I could feel my heart hammering in my chest. I couldn’t breathe.

I remembered the engagement notice Greyson had found in an old issue of the Times. Had my mother’s engagement ring once belonged to Margot? My stomach twisted. I felt like I was going to be sick.

Keep it together, Calloway, I told myself. You have to keep your shit together.

Now, more than ever, I couldn’t fall apart.

I stood up straight and took a deep breath. I shook my head to clear it. I could do this. I could do this. But I couldn’t do it alone.

I took out my phone and scrolled through my contacts. When I found the one I was looking for, I pressed the little phone icon next to the name. I put the phone to my ear and listened to the ringing on the other end, and then that familiar voice answered.

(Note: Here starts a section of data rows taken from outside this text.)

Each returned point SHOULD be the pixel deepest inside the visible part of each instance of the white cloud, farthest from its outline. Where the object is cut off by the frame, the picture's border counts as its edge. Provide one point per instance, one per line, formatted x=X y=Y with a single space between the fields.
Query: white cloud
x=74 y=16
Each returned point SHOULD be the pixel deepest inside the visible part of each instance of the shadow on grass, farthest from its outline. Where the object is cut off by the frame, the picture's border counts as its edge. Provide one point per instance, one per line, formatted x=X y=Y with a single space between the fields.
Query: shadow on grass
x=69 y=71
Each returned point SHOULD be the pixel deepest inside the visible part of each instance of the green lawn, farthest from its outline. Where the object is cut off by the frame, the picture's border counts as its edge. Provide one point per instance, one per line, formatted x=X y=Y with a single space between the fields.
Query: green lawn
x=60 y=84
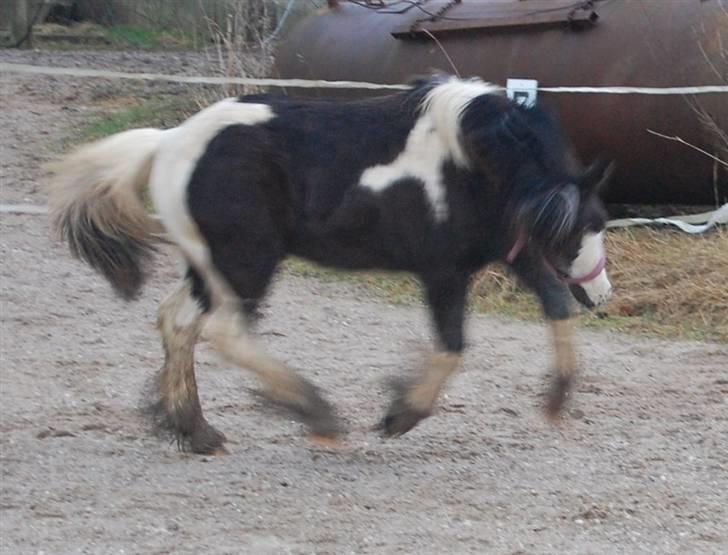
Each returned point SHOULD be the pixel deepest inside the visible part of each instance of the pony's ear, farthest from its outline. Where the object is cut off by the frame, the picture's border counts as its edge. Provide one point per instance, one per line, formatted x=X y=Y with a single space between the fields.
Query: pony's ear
x=553 y=217
x=597 y=175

“Hey,” I said. “I need your help.”

My father picked me up at my dorm room at seven o’clock and we walked together, arm in arm, across campus. He wore a crisp black suit and silk tie under his winter coat, and I wore a midnight-blue A-line evening gown with a beaded bodice that my father had brought with him from the city. His assistant Rosie had picked it out for me. I also wore my mother’s old necklace, the one with the cheap crab pendant. Jake had given it to her, I was sure. According to the “In Memoriam” page in my dad’s old yearbook, Jake had been born in early July. He was a Cancer; the crab was his zodiac sign. My mother had held on to that necklace all of those years; Jake must have meant a great deal to her. I wore the necklace now as a kind of amulet. I wondered if my father recognized the necklace, but if he did, he said nothing.

The lights from the banquet hall spilled onto the front lawn, and as we made our way up the stone steps, we stopped here and there to greet my father’s friends. It was the one event at Knollwood where the parents and alumni outnumbered the students.

“Alistair, old man,” Matthew York said, grabbing my father’s arm. He was with his daughter Meryl. I didn’t really talk to Meryl, even though she was an A initiate, like me. She was quiet and kept to herself. She had a long, stern-looking face, and so I’d always assumed she was a little bit mean.

“Haven’t seen you at the club lately,” Matthew York said to my father. “What’ve you been doing with yourself?”

My father stopped to answer him and I gave his hand a little squeeze and mouthed that I would meet him inside. He nodded at me.

“Teddy around?” I heard Matthew York ask my father.

“Yes, Grier’s here, too,” my father answered. “My niece just applied for next year.”